Neue Begeisterung über "Anatevka"

Noch begeisterter als bei der Premiere am 1. Februar klatschte gestern abend das Publikum des Hamburger Operettenhauses, als nach kurzer Sommerpause die 175. Vorstellung die 2. Aufführungsserie des nach Sholom Aleichems Erzählung "Tevje, der Milchmann" gestalteten amerikanischen Musicals "Anatevka" für Hamburg einleitete.

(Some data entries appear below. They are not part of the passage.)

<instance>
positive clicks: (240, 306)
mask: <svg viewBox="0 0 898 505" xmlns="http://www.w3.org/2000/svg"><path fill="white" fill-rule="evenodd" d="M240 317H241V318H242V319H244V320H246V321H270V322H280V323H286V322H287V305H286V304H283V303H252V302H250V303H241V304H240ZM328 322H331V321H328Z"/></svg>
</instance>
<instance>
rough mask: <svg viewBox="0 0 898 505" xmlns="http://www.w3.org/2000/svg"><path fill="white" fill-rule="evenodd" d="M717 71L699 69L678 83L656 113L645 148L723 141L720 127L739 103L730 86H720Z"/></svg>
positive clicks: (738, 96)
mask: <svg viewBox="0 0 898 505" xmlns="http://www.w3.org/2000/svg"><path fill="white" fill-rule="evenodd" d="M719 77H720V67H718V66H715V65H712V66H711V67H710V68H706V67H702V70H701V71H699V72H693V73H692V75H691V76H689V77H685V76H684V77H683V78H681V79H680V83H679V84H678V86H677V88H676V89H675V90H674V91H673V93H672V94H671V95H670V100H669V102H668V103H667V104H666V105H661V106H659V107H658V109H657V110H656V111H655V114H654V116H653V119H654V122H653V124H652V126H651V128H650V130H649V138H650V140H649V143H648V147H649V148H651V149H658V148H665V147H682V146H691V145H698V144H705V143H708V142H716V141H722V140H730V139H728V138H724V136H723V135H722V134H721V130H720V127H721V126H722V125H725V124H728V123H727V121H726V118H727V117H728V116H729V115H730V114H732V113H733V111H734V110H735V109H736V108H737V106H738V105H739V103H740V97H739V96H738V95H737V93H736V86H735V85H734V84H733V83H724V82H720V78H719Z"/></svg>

Mit Recht; denn die Aufführung ist inzwischen noch dichter, noch klarer, noch vollkommener geworden. In ihrem Mittelpunkt steht, tanzt, singt und spielt Smuel Rodensky, der israelische Schauspieler. Vital und zart zugleich, gestaltet erdie Erlebnisse des in Rußland lebenden armen und ständig mit seinem Gott "verhandelnden" Tevje.

Shmuel Rodensky gibt der Auf führung "Anatevka" das Maß. Ein Maß, das nur wenige der Mitwirkenden ebenfalls erreichen. Zu nennen sind Lilly Towska als seine Frau Golde, unter seinen Töchtern Marion Maar, Sigrun Kiesewetter, Irmgard Jedomzik, Herbert Dubrow als Schneider Mottel, Michael Ruth als Perchik oder Georg Kremer als skurrile Oma Zeitel. Auch Walter Grüters als alter Rabbi oder Reinhold Nietschmann als russischer Wachtmeister prägen sich ein. Aber was wäre diese Vorstellung (Regie- Karl Vibach, Bühnenbild: Bores Aronson, musikalische Leitung: Dalibor Brazda und Choreographie: Tom Abbott) ohne den großen Komödianten Rodensky, der alle Farben, alle Töne für den Tevje bereithält und ein künstlerisches Erlebnis vermittelt, das man nicht versäumen sollte. hgr.